The Bluejays went back to the well Thursday by securing the commitment of Shereef Mitchell, a 6-foot guard from local Burke High School, he announced via social media.

“Being a kid from Omaha you dream of playing for Creighton and in front of the hotown fans,” Mitchell wrote. “That is something I want to do  and I don’t want to turn that opportunity down.

“I can’t wait to play in front of my family, friends and the best fans in the world!”

Burke was offered by Greg McDermott’s staff just earlier this week, adding to a list of offers that included Bradley, Loyola Chicago and South Dakota State.

Burke recently graduated from his Omaha high school, but will reclassify to 2019 after spending a season with Sunrise Christian in Wichita, Kan.

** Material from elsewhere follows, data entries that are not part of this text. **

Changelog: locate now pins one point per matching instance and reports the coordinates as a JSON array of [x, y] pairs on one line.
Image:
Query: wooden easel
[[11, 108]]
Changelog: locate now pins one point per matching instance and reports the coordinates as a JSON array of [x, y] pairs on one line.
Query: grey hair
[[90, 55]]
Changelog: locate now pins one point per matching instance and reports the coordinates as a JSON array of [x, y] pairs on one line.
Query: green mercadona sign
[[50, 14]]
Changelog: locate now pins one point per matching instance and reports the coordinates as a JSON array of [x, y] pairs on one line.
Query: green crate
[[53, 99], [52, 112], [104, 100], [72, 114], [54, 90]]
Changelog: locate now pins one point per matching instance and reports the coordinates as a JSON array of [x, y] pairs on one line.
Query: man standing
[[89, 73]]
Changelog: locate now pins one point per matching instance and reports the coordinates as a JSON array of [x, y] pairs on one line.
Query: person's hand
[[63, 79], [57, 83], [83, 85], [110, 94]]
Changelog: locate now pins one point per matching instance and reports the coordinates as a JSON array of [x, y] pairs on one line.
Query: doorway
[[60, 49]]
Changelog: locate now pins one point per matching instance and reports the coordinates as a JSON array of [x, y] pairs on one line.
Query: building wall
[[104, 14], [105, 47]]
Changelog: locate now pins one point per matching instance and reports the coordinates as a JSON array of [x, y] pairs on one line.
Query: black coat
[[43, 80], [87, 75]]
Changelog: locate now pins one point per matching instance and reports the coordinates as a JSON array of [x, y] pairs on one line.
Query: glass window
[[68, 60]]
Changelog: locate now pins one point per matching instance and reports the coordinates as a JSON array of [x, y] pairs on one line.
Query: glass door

“I really feel like I will be a way better player than what I am right now after my year at Sunrise,” Mitchell told the Omaha World-Herald. “I think I could have a shot at being an impact player right away and possibly starting after a year there.”

Burke averaged 24.6 points and 3.8 assists per game as a high school senior, earning state player of the year honors in the process. He’s hoping to extend the line of Omaha products to thrive at Creighton.

“I’m a kid from Omaha, and getting an offer from Creighton is something kids dream of and it would be hard for me to pass up,” Mitchell told the World-Herald. “Seeing players like Khyri Thomas and Justin Patton, two kids from (Omaha public schools) that are in the NBA, it gives you hope that you can do the same thing.”